Let $X=(X_n)_{n>0}$ be a submartingale. Show that if $\phi$ is convex and nondecreasing on $\mathbb{R}$ and if $\phi(X_n)$ is integrable for each $n$, then $Y_n=\phi(X_n)$ is also a submartingale.
MY SOLUTION
We have that:
$1)$ $\mathbb{E}(|X_n|) < \infty$, each $n$;
$2)$ $X_n$ is $\mathcal{F_n}$-measurable, each $n$;
$3)$ $\mathbb{E}(X_n|\mathcal{F}_m) \geq X_m$ a.s., each $m \leq n$;
We have to show that, given that:
$4)$ $\phi^{''} > 0$;
$5)$ $\phi^{'} \geq 0$, that is: if $x < y$, then $\phi(x) \leq \phi(y)$;
$6)$ $\mathbb{E}(\phi(X_n)) < \infty $;
then:
$1.1)$ $\mathbb{E}(Y_n=\phi(X_n)|\mathcal{F}_m) \geq Y_m = \phi(X_m)$ a.s., each $m \leq n$.

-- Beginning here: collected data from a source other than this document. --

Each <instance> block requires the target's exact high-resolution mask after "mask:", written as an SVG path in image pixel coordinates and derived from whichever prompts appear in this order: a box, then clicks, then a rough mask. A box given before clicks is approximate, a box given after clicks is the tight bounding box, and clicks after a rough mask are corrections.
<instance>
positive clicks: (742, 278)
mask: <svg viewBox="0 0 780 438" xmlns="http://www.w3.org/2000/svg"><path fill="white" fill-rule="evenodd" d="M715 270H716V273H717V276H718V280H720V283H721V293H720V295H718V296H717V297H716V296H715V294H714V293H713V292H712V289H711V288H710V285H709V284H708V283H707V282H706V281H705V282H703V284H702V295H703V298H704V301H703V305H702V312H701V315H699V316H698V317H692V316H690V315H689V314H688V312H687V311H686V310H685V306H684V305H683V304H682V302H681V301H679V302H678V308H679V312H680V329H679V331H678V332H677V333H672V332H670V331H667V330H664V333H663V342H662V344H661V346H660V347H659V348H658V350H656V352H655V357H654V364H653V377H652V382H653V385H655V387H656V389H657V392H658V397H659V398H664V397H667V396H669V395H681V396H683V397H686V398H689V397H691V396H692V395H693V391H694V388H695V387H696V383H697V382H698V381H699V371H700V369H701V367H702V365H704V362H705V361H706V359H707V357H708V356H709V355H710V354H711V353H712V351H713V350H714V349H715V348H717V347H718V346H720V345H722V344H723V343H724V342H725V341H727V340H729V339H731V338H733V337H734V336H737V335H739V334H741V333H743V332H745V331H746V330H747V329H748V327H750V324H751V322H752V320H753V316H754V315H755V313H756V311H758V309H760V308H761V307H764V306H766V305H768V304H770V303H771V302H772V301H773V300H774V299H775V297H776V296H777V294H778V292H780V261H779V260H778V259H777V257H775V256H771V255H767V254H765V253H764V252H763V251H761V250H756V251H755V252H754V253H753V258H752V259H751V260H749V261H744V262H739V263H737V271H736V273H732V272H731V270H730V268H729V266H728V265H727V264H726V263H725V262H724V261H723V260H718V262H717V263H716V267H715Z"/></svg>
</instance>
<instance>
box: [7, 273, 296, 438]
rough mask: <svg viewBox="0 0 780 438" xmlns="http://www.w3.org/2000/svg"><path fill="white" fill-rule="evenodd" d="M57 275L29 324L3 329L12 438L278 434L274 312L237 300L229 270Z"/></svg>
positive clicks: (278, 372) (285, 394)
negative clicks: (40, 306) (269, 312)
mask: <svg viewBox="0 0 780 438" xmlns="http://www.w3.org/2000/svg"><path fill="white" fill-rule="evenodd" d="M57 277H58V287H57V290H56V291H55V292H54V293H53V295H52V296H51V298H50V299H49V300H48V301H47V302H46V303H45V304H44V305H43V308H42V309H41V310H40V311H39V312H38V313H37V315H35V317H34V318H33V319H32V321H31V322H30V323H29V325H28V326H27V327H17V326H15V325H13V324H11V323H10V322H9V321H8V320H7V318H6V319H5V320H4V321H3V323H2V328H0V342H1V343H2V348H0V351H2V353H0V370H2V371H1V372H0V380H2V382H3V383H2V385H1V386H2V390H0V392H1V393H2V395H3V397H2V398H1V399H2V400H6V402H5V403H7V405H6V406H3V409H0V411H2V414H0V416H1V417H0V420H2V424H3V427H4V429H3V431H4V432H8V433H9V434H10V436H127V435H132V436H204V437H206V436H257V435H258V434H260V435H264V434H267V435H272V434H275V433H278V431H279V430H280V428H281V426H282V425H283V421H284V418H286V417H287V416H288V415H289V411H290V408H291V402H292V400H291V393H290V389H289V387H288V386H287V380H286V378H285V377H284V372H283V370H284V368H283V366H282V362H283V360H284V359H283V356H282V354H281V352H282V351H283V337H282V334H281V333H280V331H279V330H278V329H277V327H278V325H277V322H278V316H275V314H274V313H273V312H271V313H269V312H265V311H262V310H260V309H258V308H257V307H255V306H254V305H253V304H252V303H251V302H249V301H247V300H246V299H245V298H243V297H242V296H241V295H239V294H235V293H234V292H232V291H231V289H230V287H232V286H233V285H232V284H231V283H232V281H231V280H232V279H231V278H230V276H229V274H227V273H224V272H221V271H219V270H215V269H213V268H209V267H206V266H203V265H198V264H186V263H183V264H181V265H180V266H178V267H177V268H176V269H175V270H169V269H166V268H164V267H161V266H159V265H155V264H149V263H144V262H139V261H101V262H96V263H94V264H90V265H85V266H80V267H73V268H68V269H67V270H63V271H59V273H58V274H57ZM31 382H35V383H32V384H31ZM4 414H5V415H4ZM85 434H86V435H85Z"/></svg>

FIRST, since $\phi$ is nondecreasing (assumption $5)$), given assumption $3)$, for each $m\leq n$ and almost surely it holds that: \begin{equation} \phi(\mathbb{E}(X_n|\mathcal{F}_m)) \geq \phi(X_m) = Y_m \end{equation}
SECONDLY, since $\phi$ is convex (assumption $4)$), by Jensen's inequality it holds that: \begin{equation} \mathbb{E}(\phi(X_n)=Y_n|\mathcal{F}_m) \geq \phi(\mathbb{E}(X_n|\mathcal{F}_m)) \geq \phi(X_m) = Y_m \end{equation}
which exactly corresponds to $1.1)$.
Is the above reasoning correct?
Your argument works fine but your understanding of convexity is not correct. Convex functions are not defined through second derivatives. They are defined by the inequality $\phi (tx+(1-t)y) \leq t\phi (x)+(1-t)\phi (y)$ and a convex function need not even have first derivative at very point. However Jensen's inequality is valid for these functions even if they are not differentiable.